Aesthetically these chaps are also a bit of an enigma; if you’re sufficiently Catholic to feel soothed by the pleading recurring motif “Mother Mary, take me home” you’re likely to be slightly perturbed by the opening lines of “The Devil’s Country”, when the singer strides out from amongst deep tribal percussion, undulating bass and sulferous brass to demand “Get off your cross/ It’s hot today/ Don’t you talk your talk/ Don’t you hesitate” before admonishing on the chorus “I get the feeling/ You don’t listen to/ Anyone/ But yourself”. Is this a celebration of the freedom of speech, as symbolised by the devil? Is it a criticism of the arguable moral tyranny implicit in Jesus’ martyrdom? Just what the hell are those “hot rocks on display”, anyway? Does any of it have anything to do with the puzzling Cat-in-the-Hat-take-on-Heideggerian-existentialist-theory imagery on some of the other tracks (“the clock can’t see in front of itself”), that has also made its way onto the band Tshirts in the form of the stark statement “One of Us Is Dead”?
The music itself is immediate and lovely, so no worries there. Describing it is a bit more of a conundrum, but I’d advocate imagining the Beach Boys getting strung out in a field on cider midmorning in some alternative universe Texas, surrounded by retro-sounding DIY synths, a raggedy brass section, and a hippy cello player (serve at maximum solar illumination, but before everyone gets properly baked). You’ve got your simple motifs transforming into waves of orchestration, your mournful ascending melodies, and your childish air of wonder, equivalent in the average adult brain to the stunned peacefulness attained after being viciously slapped with a large trout and then shown a rainbow.
“Wayward Song” comes on like Brian creating the Chemical Brothers’ “The Sunshine Underground” by accident three decades early, only with a lovely pastoral woodwind section, a dash of serene waltz and Southern Gothic choirs orbiting the sympathetic assurance that “It’s alright/ To let yourself down/ Again tonight”. On “The Devil’s Country” he takes peyote, wanders out into the desert at midday (overpowering heated horns) and gets lost in a sandstorm (woozy, collapsing vocals and melting Indian strings), only to stumble upon a face-off between Spiritualized’s Jason Pierce (cosmic percussion and drones) and Ennio Morricone (backing vocals and spur percussion), whilst hiding behind a large cactus; the crescendoing saxophone that breaks the dark seething tension of that duel is the most perfect evocation of a rearing, whinnying horse ever brought to record.
Oh, and there’s a hymn to departed love “Bring It Back Again”, which opens with the lines “My eyes are closed/ But I can see/ Faces/ Calling back to me/ They shine/ Like bells/ On a Sunday morning/ Come close/ And bring them back again”. And indeed, the song manages to be both restrained, soothing, bright, and euphoric all at once, so they’ve nailed that matins-church-bell-captured-in-the-ripples-of-tiny-village-pond-under-cold-sunshine vibe they were obviously going for. Ahem.

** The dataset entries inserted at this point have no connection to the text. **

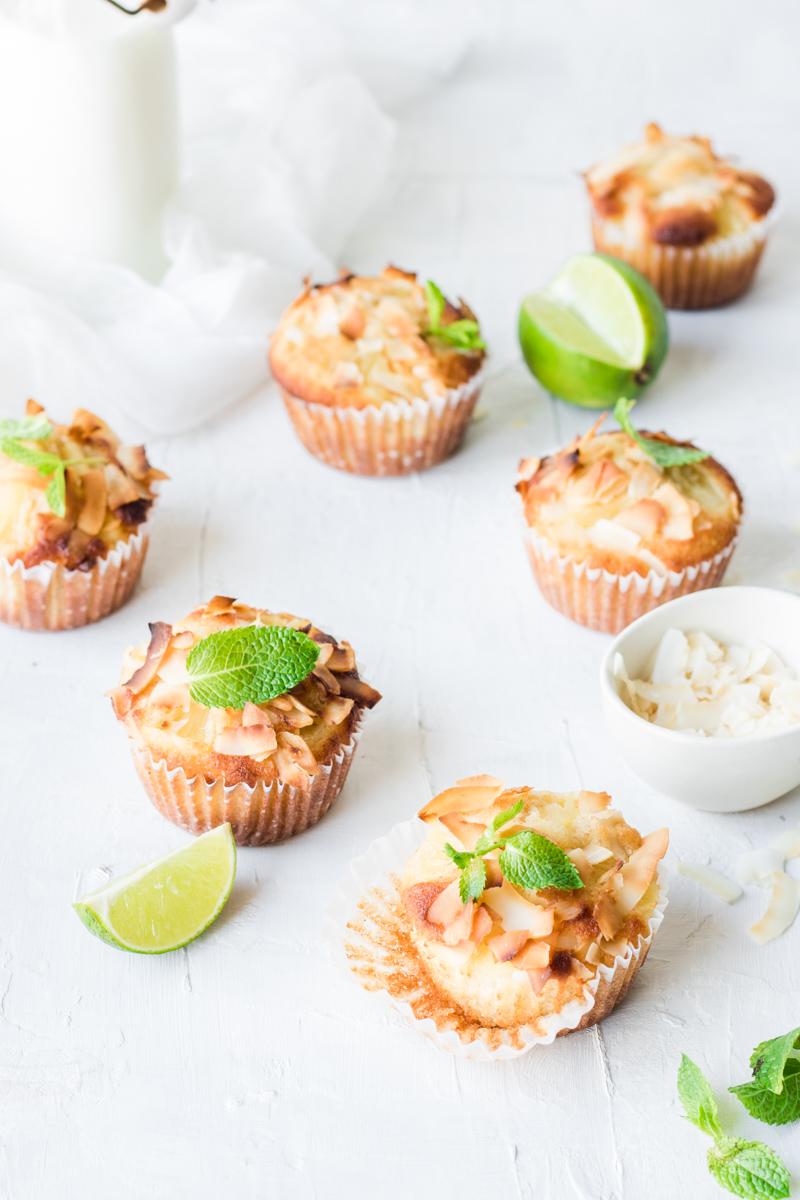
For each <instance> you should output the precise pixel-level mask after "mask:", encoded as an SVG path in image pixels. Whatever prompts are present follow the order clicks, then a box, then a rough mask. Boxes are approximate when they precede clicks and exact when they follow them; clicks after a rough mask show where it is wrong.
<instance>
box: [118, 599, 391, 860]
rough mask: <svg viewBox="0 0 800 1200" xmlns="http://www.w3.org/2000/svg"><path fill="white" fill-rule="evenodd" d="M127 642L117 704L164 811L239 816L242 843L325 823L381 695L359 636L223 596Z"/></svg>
mask: <svg viewBox="0 0 800 1200" xmlns="http://www.w3.org/2000/svg"><path fill="white" fill-rule="evenodd" d="M150 635H151V636H150V642H149V644H142V646H139V647H136V648H134V649H131V650H128V653H127V655H126V659H125V664H124V672H122V674H124V679H125V682H124V683H122V684H121V686H119V688H116V689H114V691H113V692H112V694H110V695H112V701H113V704H114V712H115V714H116V716H118V718H119V720H121V721H122V722H124V724H125V727H126V730H127V733H128V737H130V739H131V748H132V751H133V757H134V762H136V767H137V770H138V773H139V776H140V779H142V782H143V784H144V787H145V790H146V792H148V793H149V796H150V798H151V800H152V802H154V804H155V805H156V808H157V809H158V810H160V811H161V812H162V814H163V816H166V817H167V818H168V820H170V821H173V822H174V823H175V824H179V826H181V827H182V828H184V829H187V830H190V832H191V833H196V834H198V833H205V832H206V830H207V829H212V828H215V827H216V826H218V824H223V823H224V822H225V821H228V822H230V826H231V828H233V832H234V836H235V839H236V841H237V842H239V844H240V845H248V846H260V845H265V844H267V842H276V841H282V840H283V839H285V838H290V836H293V834H296V833H301V832H302V830H303V829H308V828H309V826H313V824H315V823H317V822H318V821H319V820H320V817H323V816H324V815H325V812H327V810H329V808H330V806H331V804H332V803H333V800H335V799H336V797H337V796H338V793H339V792H341V790H342V786H343V784H344V780H345V779H347V774H348V770H349V769H350V763H351V761H353V755H354V751H355V744H356V736H357V732H359V726H360V722H361V718H362V715H363V712H365V709H367V708H373V707H374V706H375V704H377V703H378V701H379V700H380V694H379V692H377V691H375V689H374V688H371V686H369V684H367V683H365V680H363V679H361V677H360V676H359V671H357V667H356V662H355V654H354V650H353V647H351V646H350V643H349V642H338V641H337V640H336V638H335V637H331V635H330V634H324V632H323V631H321V630H320V629H317V626H315V625H312V624H311V622H307V620H302V619H300V618H299V617H293V616H290V614H289V613H275V612H269V611H266V610H265V608H251V607H249V606H247V605H243V604H237V602H236V601H235V600H233V599H231V598H229V596H215V598H213V599H212V600H210V601H209V604H206V605H203V606H201V607H200V608H197V610H194V612H191V613H190V614H188V617H185V618H184V620H180V622H176V623H175V624H173V625H168V624H164V623H163V622H157V623H156V624H152V625H150Z"/></svg>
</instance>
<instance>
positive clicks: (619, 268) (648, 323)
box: [518, 254, 669, 408]
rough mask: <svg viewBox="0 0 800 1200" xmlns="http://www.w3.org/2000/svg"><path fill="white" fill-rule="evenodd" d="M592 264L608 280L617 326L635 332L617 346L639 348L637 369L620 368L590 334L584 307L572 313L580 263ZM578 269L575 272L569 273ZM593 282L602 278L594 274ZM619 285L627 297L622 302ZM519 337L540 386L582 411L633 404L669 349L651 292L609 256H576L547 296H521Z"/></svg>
mask: <svg viewBox="0 0 800 1200" xmlns="http://www.w3.org/2000/svg"><path fill="white" fill-rule="evenodd" d="M591 259H594V260H596V262H602V263H603V264H606V265H607V266H609V268H610V270H612V271H613V272H614V277H610V276H609V277H608V280H609V284H610V286H612V287H613V290H614V292H615V293H616V301H618V302H616V308H618V310H619V311H620V320H621V322H622V323H633V325H634V329H633V330H632V331H630V336H627V337H619V338H618V342H619V344H620V346H621V344H622V343H626V344H628V346H633V344H638V346H640V348H642V350H640V354H639V355H638V361H626V360H625V358H624V356H622V355H621V353H620V352H619V350H618V349H615V348H614V346H613V344H612V342H610V340H609V338H607V337H603V336H601V334H600V332H599V331H597V330H596V329H595V328H593V325H591V324H590V322H589V320H588V319H587V312H585V305H584V306H583V308H582V311H578V307H576V306H577V305H578V300H579V298H576V305H571V304H570V302H569V298H570V295H571V294H572V295H575V292H573V283H575V286H577V287H579V286H581V278H579V276H581V275H582V274H584V275H585V263H587V260H591ZM576 263H577V264H578V266H579V268H581V270H575V264H576ZM593 274H595V275H597V274H600V275H602V271H601V272H599V271H597V270H596V268H595V269H593ZM572 276H576V280H575V281H572ZM619 281H621V282H622V283H624V286H625V288H626V289H627V292H626V293H625V292H622V293H621V294H620V283H619ZM571 289H572V290H571ZM601 289H602V283H601ZM594 292H595V296H594V300H593V302H594V305H595V310H596V311H597V316H599V317H601V316H602V317H603V318H606V317H607V313H604V312H601V311H600V308H599V301H597V296H596V292H597V288H595V289H594ZM606 324H608V322H606ZM518 336H519V344H521V348H522V352H523V356H524V359H525V362H527V364H528V367H529V370H530V371H531V373H533V374H534V376H535V377H536V379H539V382H540V383H541V385H542V386H543V388H545V389H546V390H547V391H549V392H551V394H552V395H554V396H558V397H559V398H560V400H566V401H567V402H570V403H572V404H578V406H581V407H582V408H609V407H612V406H613V404H614V403H615V402H616V400H619V397H620V396H624V397H626V398H634V397H637V396H639V395H640V394H642V392H643V391H644V389H645V388H646V386H649V384H651V383H652V380H654V379H655V377H656V374H657V373H658V371H660V368H661V366H662V364H663V361H664V359H666V356H667V350H668V348H669V330H668V325H667V317H666V312H664V308H663V305H662V302H661V300H660V299H658V296H657V294H656V292H655V290H654V288H652V287H651V286H650V284H649V283H648V281H646V280H645V278H644V277H643V276H642V275H639V272H638V271H634V270H633V268H631V266H628V265H627V263H622V262H620V260H619V259H615V258H612V257H610V256H609V254H594V256H589V254H585V256H576V258H575V259H571V260H570V263H567V264H566V266H565V268H564V270H563V271H561V274H560V275H559V276H558V277H557V280H554V282H553V284H551V287H549V288H547V289H545V290H543V292H539V293H534V294H533V295H529V296H527V298H525V300H523V302H522V306H521V308H519V320H518Z"/></svg>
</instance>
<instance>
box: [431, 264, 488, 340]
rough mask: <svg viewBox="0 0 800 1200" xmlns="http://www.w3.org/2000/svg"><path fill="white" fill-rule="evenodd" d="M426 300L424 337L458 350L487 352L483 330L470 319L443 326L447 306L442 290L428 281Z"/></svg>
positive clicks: (462, 319) (444, 294)
mask: <svg viewBox="0 0 800 1200" xmlns="http://www.w3.org/2000/svg"><path fill="white" fill-rule="evenodd" d="M425 300H426V304H427V306H428V324H427V328H426V329H425V330H423V334H422V336H423V337H433V338H435V340H437V341H439V342H446V343H447V344H449V346H452V347H455V348H456V349H457V350H485V349H486V342H485V341H483V338H482V337H481V328H480V325H479V324H477V322H476V320H473V319H471V318H470V317H462V318H459V319H458V320H451V322H450V323H449V324H446V325H443V324H441V318H443V316H444V312H445V308H446V306H447V300H446V298H445V294H444V292H443V290H441V288H440V287H439V286H438V284H437V283H434V282H433V280H427V281H426V284H425Z"/></svg>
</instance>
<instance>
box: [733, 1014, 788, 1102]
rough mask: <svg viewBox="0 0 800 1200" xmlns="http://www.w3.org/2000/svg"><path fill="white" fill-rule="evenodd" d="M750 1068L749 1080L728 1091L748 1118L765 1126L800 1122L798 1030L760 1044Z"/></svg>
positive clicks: (755, 1050) (753, 1057)
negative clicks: (752, 1075)
mask: <svg viewBox="0 0 800 1200" xmlns="http://www.w3.org/2000/svg"><path fill="white" fill-rule="evenodd" d="M750 1066H751V1068H752V1072H753V1078H752V1080H751V1081H750V1082H747V1084H736V1085H735V1086H734V1087H729V1088H728V1091H729V1092H733V1094H734V1096H736V1097H738V1098H739V1099H740V1100H741V1103H742V1104H744V1106H745V1108H746V1109H747V1111H748V1112H750V1115H751V1116H753V1117H756V1120H757V1121H763V1122H764V1123H765V1124H788V1123H789V1122H790V1121H800V1028H796V1030H792V1031H790V1032H789V1033H784V1034H782V1037H778V1038H771V1039H770V1040H769V1042H762V1043H760V1044H759V1045H757V1046H756V1049H754V1050H753V1052H752V1055H751V1057H750Z"/></svg>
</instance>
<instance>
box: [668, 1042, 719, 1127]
mask: <svg viewBox="0 0 800 1200" xmlns="http://www.w3.org/2000/svg"><path fill="white" fill-rule="evenodd" d="M678 1096H679V1097H680V1103H681V1104H682V1105H684V1112H685V1114H686V1116H687V1117H688V1120H690V1121H691V1122H692V1124H696V1126H697V1128H698V1129H702V1130H703V1133H706V1134H708V1135H709V1138H715V1139H717V1138H721V1136H722V1126H721V1124H720V1110H718V1109H717V1102H716V1097H715V1094H714V1092H712V1091H711V1085H710V1084H709V1081H708V1079H706V1078H705V1075H704V1074H703V1072H702V1070H700V1068H699V1067H698V1066H697V1063H696V1062H692V1060H691V1058H690V1057H688V1056H687V1055H681V1057H680V1067H679V1068H678Z"/></svg>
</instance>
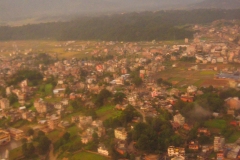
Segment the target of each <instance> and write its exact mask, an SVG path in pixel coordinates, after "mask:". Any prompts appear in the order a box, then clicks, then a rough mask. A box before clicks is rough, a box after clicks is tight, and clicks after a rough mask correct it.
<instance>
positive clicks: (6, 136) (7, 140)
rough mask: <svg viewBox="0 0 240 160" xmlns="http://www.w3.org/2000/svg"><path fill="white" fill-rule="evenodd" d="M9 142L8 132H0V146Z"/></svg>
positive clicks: (4, 131)
mask: <svg viewBox="0 0 240 160" xmlns="http://www.w3.org/2000/svg"><path fill="white" fill-rule="evenodd" d="M10 141H11V137H10V134H9V132H6V131H4V130H0V145H4V144H6V143H8V142H10Z"/></svg>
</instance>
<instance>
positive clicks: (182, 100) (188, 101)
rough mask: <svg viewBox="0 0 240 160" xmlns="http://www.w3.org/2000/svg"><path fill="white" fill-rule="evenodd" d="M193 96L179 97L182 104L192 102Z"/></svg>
mask: <svg viewBox="0 0 240 160" xmlns="http://www.w3.org/2000/svg"><path fill="white" fill-rule="evenodd" d="M193 98H194V97H193V96H190V95H187V94H185V95H181V100H182V101H184V102H193Z"/></svg>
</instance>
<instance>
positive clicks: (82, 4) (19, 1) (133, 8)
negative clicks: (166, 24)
mask: <svg viewBox="0 0 240 160" xmlns="http://www.w3.org/2000/svg"><path fill="white" fill-rule="evenodd" d="M194 8H226V9H235V8H240V0H0V25H1V24H8V23H9V22H15V21H19V20H26V19H27V20H28V19H30V20H32V19H34V20H39V22H44V21H54V20H55V21H58V20H63V19H64V20H70V19H71V17H72V18H73V17H76V16H80V15H83V16H85V15H101V14H104V15H107V14H113V13H122V12H141V11H158V10H169V9H194ZM26 23H28V21H26V22H24V24H26ZM29 23H31V22H29Z"/></svg>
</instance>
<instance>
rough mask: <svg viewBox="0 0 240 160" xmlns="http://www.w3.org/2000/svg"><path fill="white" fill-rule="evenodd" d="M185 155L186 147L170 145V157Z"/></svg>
mask: <svg viewBox="0 0 240 160" xmlns="http://www.w3.org/2000/svg"><path fill="white" fill-rule="evenodd" d="M184 155H185V148H181V147H174V146H169V147H168V156H169V157H173V156H184Z"/></svg>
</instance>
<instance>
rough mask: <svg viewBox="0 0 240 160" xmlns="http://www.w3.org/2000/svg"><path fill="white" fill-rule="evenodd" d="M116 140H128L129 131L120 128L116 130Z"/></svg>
mask: <svg viewBox="0 0 240 160" xmlns="http://www.w3.org/2000/svg"><path fill="white" fill-rule="evenodd" d="M114 135H115V138H117V139H120V140H126V139H127V131H126V130H125V128H123V127H118V128H116V129H115V130H114Z"/></svg>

I’m going to try and sum up The Earlies appeal by calling them progressive throwbacks: there is undoubtedly about them — that ’60s urge to inhale everything going and then exhale something brave and new and beautiful — but it’s allied to a startling and rigorously contemporary intelligence with a fine command of the ideas and possibilities offered by 40 years of musical and technological development. Hey, the ’60s and ’70s contained their fair share of failures, but what they bequeathed us has lasted at least this long unblemished. This is a flawed album, but when the collective time their leaps into the unknown just right, catching the updrafts of disparate musical genres serendipitously, they soar to splendiferous heights where, in the words of their singer-songwriter prodigy protégé Micah P. Hinson, “the possibilities… are endless, now.”